The global coronavirus pandemic has impacted forex market performance, with many smaller currencies outperforming the more liquid ones.
Prior to the COVID-19 outbreak, Brexit and the trade war between the U.S. and China determined FX performance.
“Before the COVID-19 outbreak, traditional drivers of currencies were working badly. In times of increased optimism about the global economy, smaller currencies outperform more liquid currencies with defensive qualities, and vice versa when pessimism dominates,” Richard Falkenhäll, senior FX strategist at SEB, says in a note.
Daily or weekly changes in exchange rates are seemingly on the decline as a result of synchronised monetary policy, financial market regulations and very small differences between countries, the strategist says.
2020 FX Outlook: Falkenhäll forecasts exchange rates over the next six to 12 months will depend primarily on the global growth outlook and changes in risk appetite.
The smaller and undervalued currencies will have the chance to outperform major currencies, and the U.S. dollar is likely to be among the weakest, he says.
The Japanese yen is undervalued against the U.S. dollar, and it would be reasonable to see it strengthening now, the strategist says.
Below are SEB’s FX projections for the coming months.
EUR/GBP: The upside risks dominate without a Brexit deal, according to SEB.
“Time is running out and negotiations on a new trade deal with the EU have not moved forward since the COVID-19 outbreak in February 2020. There are no signs the U.K. would opt for an extension of the withdrawal period to get more time and this will weigh on the GBP short-term.”
The Bank of England is exploring the possibility of negative rates, the strategist says, adding that the pound is already undervalued and should recover as risks fade.
EUR/USD: SEB sees mounting upside risks here.
“After the U.S. Fed rate cuts earlier this year, the carry is not a tailwind anymore.
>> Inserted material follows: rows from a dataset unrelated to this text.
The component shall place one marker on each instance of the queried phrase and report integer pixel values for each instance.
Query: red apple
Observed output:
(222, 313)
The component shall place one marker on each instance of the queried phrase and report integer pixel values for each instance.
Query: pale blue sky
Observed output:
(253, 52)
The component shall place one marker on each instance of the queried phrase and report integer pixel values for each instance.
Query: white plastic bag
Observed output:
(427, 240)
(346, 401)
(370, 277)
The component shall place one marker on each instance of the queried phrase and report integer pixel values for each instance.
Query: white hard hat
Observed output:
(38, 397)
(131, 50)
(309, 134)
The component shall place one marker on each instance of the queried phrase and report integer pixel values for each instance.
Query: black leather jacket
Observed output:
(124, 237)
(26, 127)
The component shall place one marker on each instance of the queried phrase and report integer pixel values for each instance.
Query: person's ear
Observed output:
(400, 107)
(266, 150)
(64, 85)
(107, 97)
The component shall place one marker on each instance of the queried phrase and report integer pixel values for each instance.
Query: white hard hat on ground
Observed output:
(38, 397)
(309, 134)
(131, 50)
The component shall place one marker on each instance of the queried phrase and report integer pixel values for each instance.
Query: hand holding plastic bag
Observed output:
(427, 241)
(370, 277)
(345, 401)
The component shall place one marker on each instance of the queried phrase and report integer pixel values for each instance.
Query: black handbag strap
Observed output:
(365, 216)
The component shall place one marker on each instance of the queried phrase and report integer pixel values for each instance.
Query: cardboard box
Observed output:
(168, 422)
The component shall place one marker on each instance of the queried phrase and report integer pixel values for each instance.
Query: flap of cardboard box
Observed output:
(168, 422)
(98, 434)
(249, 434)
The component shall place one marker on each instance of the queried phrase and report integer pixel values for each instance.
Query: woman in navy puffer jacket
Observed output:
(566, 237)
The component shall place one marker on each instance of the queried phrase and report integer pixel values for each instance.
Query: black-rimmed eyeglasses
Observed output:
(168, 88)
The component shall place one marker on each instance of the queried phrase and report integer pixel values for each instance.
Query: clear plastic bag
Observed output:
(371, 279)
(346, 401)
Continued large U.S. twin deficits may lead euro investors to increase their Treasury holdings again, putting marginal upward pressure on the dollar. However, improving risk appetite and the fiscal expansion from Germany, as well as the EU long-term budget together with the EU Recovery Instrument, should attract capital from safe dollar assets into Europe and drive the EUR/USD higher this year.”
USD/JPY: JPY is undervalued, but it will fall anyway, according to SEB.
“The JPY is undervalued against the USD, and it would be reasonable to see it strengthening now. However, its status as a defensive currency will attract capital outflows if the global situation continues to improve. We expect it to follow the USD lower over the next 6-12 months.”